Runtime Application of Roles

Class declarations frozen at compilation time are often sufficient, but sometimes it's useful to add new behaviors to individual objects. Perl 6 allows you to do so by applying roles to individual objects at runtime.

The example in this chapter uses this to give bots new abilities during their lifetimes. The Plugins role is at the heart of this. The signature of the method on-message captures the invocant into a variable $self marked rw, which indicates that the invocant may be modified. Inside the method, that happens:

    if %pluggables{$0} -> $plug-in {
        B<$self does $plug-in;>
        return "Loaded $0";
    }

Roles in Perl 6 are first-class entities, just like classes. You can pass roles around just like any other object. The %pluggables hash maps names of plug-ins to Role objects. The lookup inside on-message stores a Role in $plug-in. The does operator adds this role to $self--not the class of $self, but the instance itself. From this point on, $self now has all of the methods from the role, in addition to all of the ones that it had before. This does affect any other instances of the same class; only this one instance has changed.
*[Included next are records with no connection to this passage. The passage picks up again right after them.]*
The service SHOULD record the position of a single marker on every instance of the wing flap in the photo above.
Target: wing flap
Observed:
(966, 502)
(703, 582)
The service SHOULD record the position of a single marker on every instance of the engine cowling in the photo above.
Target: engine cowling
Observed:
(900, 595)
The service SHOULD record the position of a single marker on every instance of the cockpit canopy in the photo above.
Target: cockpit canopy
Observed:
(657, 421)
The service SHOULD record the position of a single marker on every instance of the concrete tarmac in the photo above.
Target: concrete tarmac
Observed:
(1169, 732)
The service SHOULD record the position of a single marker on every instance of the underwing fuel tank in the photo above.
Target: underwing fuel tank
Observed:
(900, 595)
Differences from compile time composition

Runtime application differs from compile time composition in that methods in the applied role in will automatically override any of the same name within the class of the object. It's as if you had written an anonymous subclass of the current class of the object that composed the role into it. This means that .* will find both those methods that mixed into the object from one or more roles along with any that already existed in the class.
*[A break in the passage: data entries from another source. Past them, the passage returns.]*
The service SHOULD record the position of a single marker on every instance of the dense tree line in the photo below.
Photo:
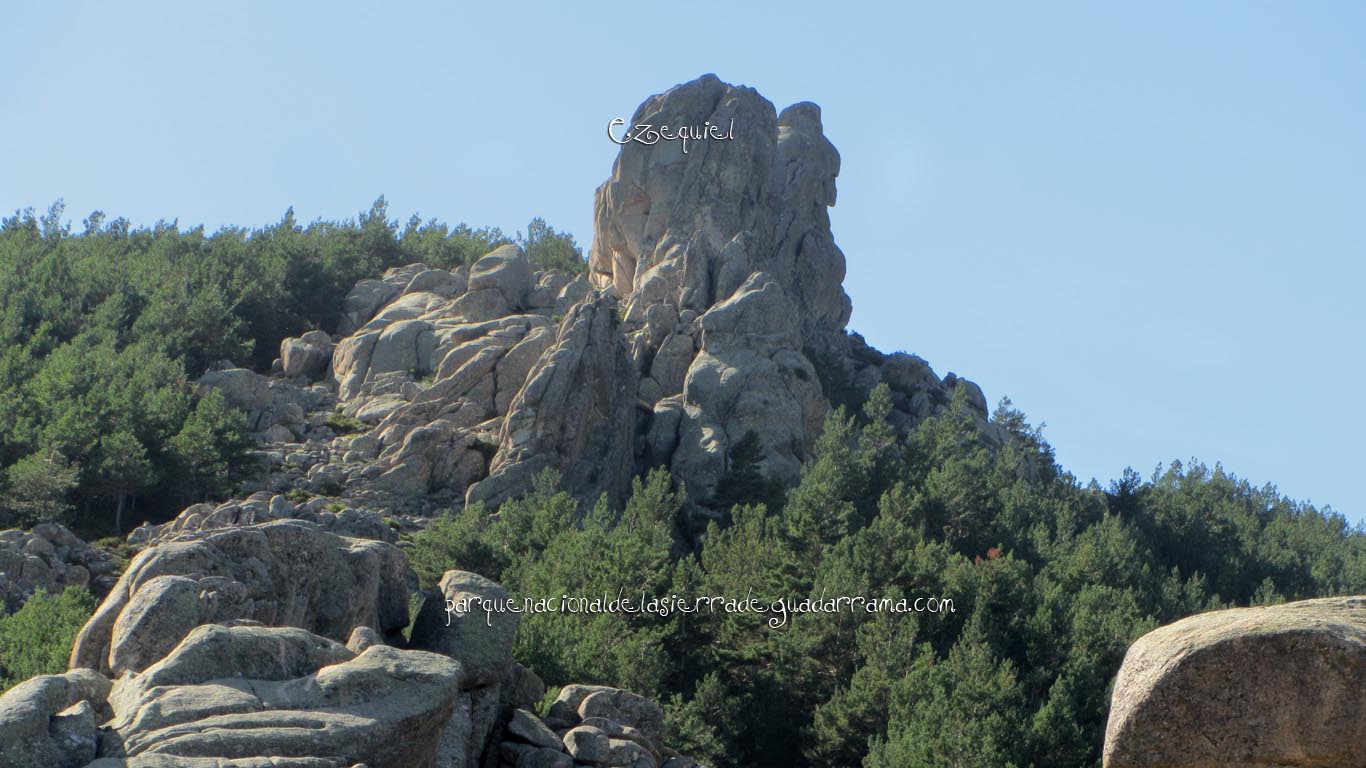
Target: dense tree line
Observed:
(1051, 582)
(104, 330)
If you wish to apply multiple roles at a time, list them all with does. This case behaves the same way as compile-time composition, in that the role composer will compose them all into the imaginary anonymous subclass. Any conflicts will occur at this point.
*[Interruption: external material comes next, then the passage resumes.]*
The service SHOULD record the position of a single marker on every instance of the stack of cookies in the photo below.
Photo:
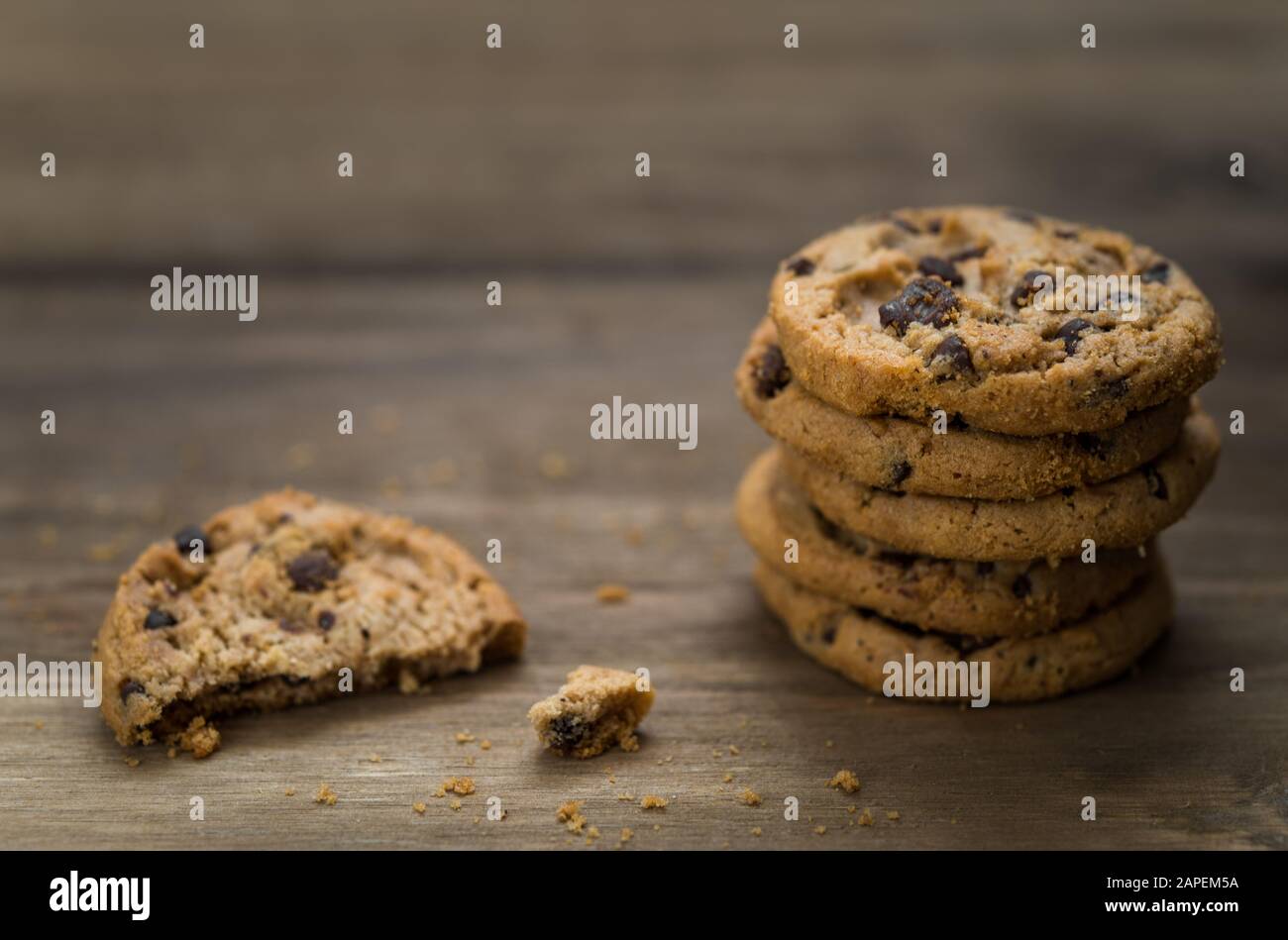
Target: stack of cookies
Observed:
(983, 417)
This gives a degree of safety, but it happens at runtime and is thus not as safe as compile time composition. For safety, perform your compositions at compile time. Instead of applying multiple roles to an instance, compose them into a new role at compile time and apply that role to the instance.

The but operator

Runtime role application with does modifies an object in place: $x does SomeRole modifies the object stored in $x. Sometimes this modification is not what you want. In that case, use the but operator, which clones the object, performs the role composition with the clone, and returns the clone. The original object stays the same.